I’m in Karakalpakstan, Uzbekistan, visiting the Uzbek arm of the Aral Sea. I had visited the Kazakh arm of the sea in 2015, so I was curious to see the Uzbek side.

Unfortunately there was heavy rain the night before the trip, so the normally extremely bad dirt tracks became extremely muddy, extremely bad, dirt tracks.  It was a long and difficult drive to get to the Aral Sea yurt camp.  My Toyota Land Cruiser and its driver both had to struggle hard to get us safely through.

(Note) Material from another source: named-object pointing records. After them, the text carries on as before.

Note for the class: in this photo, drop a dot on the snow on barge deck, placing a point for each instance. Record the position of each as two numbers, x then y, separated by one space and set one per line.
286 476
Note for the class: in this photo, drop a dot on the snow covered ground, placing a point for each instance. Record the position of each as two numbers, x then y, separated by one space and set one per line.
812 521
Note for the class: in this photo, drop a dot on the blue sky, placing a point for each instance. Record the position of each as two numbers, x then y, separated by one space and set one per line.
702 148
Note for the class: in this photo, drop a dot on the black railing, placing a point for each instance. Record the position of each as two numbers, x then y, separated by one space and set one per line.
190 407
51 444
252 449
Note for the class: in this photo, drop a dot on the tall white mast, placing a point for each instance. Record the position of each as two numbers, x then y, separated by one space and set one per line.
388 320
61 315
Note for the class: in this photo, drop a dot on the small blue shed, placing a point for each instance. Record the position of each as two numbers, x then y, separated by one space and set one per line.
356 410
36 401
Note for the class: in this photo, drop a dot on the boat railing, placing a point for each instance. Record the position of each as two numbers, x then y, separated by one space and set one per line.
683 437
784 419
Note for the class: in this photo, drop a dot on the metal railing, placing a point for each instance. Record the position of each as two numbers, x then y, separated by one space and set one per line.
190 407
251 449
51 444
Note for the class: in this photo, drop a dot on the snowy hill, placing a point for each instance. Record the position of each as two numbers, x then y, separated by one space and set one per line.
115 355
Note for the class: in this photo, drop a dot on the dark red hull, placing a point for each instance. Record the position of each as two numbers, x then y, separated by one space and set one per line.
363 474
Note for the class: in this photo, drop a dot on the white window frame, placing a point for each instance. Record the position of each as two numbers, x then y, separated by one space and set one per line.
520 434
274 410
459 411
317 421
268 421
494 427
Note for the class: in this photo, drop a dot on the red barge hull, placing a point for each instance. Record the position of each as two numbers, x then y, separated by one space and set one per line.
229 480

But anyway, I got to stay at an extremely muddy Yurt Camp and got a good view over the remaining, shrinking, Uzbek lobe of the Aral Sea.

On the way there, we passed through the once-prosperous fishing port of Moynaq.  But the sea walked away and the fisheries failed.  Many of the old fishing boats are preserved in the (in)famous Ship Graveyard on the old sea bed.

The dry Southern bed of the sea now has lots of scattered oil and gas derricks, making for a fine post-catastrophe sight.

(Just between us, I admit the mud was partly my own fault.  I had offered a slice of Napoleon cake to Poseidon the day before.  I hadn’t realized just how large and how delicious it would be.  And then of course it rained heavily that night.)